The Aussie was holding tight at US$0.6924 having spent three sessions in a snug US$0.6913/6941 range. Strong support lies at the recent five-month trough of $0.6865, with resistance at US$0.6960.
The kiwi dollar was equally calm at US$0.6542, having spent the week so far between US$0.6540 and US$0.6559. The key level for bears is the seven-month trough at US$0.6482.
The bull run for bonds was timely for Australia's government as it sold A$3 billion in a new 2031 line that offered a record-low coupon of just 1.5 per cent - equal to the overnight cash rate.
The sale drew a hefty A$10.7 billion in bids to yield 1.6 per cent, 65 basis points less than the equivalent US note. Yields on three-year paper hit an historic low of 1.082 per cent, while futures firmed to 98.915.
Bonds everywhere have been boosted by a run of soft global economic data and worries the Sino-US trade dispute could last for years, and spread to other nations.
The local market gained added impetus from the prospect of cuts in official rates as economic growth and inflation sorely disappointed. The Reserve Bank of Australia (RBA) is considered almost certain to ease by a quarter point to 1.25 per cent at a policy meeting next week.
Futures have fully priced in a further move to 1 per cent by September at the latest, and imply a 64 per cent chance of reaching 0.75 per cent by February next year.
Gross domestic product data for the March quarter due out next week is expected to justify that dovish outlook with annual economic growth seen slowing to just 1.8 per cent or less, levels last seen during the global financial crisis.
The only glint of light has been signs of a pick up in home loan demand and house prices since the conservative government won re-election on May 18.
"We cannot ignore the growing body of anecdotes of a post-election bounce activity such housing foot traffic/auction clearance rates and weekly consumer confidence surging to above average levels," said Annette Beacher, chief Asia-Pacific macro strategist at TD Securities.

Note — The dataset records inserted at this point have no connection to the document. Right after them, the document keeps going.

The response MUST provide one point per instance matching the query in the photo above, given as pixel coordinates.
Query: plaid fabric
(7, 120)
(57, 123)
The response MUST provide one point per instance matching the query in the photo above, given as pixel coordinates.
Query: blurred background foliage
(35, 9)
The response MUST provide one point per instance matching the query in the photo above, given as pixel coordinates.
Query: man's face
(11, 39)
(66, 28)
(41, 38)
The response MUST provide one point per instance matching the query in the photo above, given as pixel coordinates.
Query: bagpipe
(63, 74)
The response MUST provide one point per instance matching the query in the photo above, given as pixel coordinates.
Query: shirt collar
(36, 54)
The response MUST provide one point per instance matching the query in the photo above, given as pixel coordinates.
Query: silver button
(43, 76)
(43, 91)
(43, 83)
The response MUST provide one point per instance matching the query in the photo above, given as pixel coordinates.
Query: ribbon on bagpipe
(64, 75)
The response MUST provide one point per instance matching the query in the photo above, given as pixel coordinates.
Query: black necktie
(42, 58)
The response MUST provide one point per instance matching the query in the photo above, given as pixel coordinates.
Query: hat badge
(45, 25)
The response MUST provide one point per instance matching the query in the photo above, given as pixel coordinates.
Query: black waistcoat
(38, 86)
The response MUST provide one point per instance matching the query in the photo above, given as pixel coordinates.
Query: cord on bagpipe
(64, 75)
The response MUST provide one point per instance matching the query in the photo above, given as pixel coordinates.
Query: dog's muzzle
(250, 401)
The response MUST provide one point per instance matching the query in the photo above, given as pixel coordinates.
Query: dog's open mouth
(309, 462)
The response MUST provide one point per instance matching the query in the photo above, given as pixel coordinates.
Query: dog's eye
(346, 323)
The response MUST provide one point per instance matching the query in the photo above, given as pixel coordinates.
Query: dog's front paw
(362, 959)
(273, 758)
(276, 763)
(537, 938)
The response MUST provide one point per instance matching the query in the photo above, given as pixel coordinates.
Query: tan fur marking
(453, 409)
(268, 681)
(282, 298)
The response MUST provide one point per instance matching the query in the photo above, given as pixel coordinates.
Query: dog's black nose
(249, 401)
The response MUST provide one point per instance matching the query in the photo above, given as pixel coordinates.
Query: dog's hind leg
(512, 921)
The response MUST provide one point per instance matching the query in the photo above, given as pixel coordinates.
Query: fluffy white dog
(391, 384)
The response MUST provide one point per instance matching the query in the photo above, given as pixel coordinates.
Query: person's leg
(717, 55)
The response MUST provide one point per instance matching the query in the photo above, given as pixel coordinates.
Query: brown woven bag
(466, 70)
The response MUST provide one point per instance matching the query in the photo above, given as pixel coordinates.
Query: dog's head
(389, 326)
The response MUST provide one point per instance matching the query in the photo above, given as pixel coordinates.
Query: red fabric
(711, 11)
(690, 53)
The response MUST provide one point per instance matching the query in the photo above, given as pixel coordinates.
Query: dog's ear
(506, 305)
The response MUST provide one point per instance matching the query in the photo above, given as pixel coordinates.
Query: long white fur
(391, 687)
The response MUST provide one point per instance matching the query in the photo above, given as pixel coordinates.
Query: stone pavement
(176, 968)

"We favour a short pause at 1.25 per cent for the RBA to not only assess the impact of a June cut, but determine exactly what fiscal stimulus is coming down the pipe and what impact this could have on the economic outlook."
The government has already committed to a modest tax rebate from July 1, while the RBA itself has called for more public spending on infrastructure to support activity.
The Reserve Bank of New Zealand (RBNZ) has already cut its rates to 1.5 per cent and markets are pricing in at least one more easing in coming months.
The central bank issued its latest assessment of the financial system on Wednesday and noted some of the risks around household debt had abated, though levels were still very high.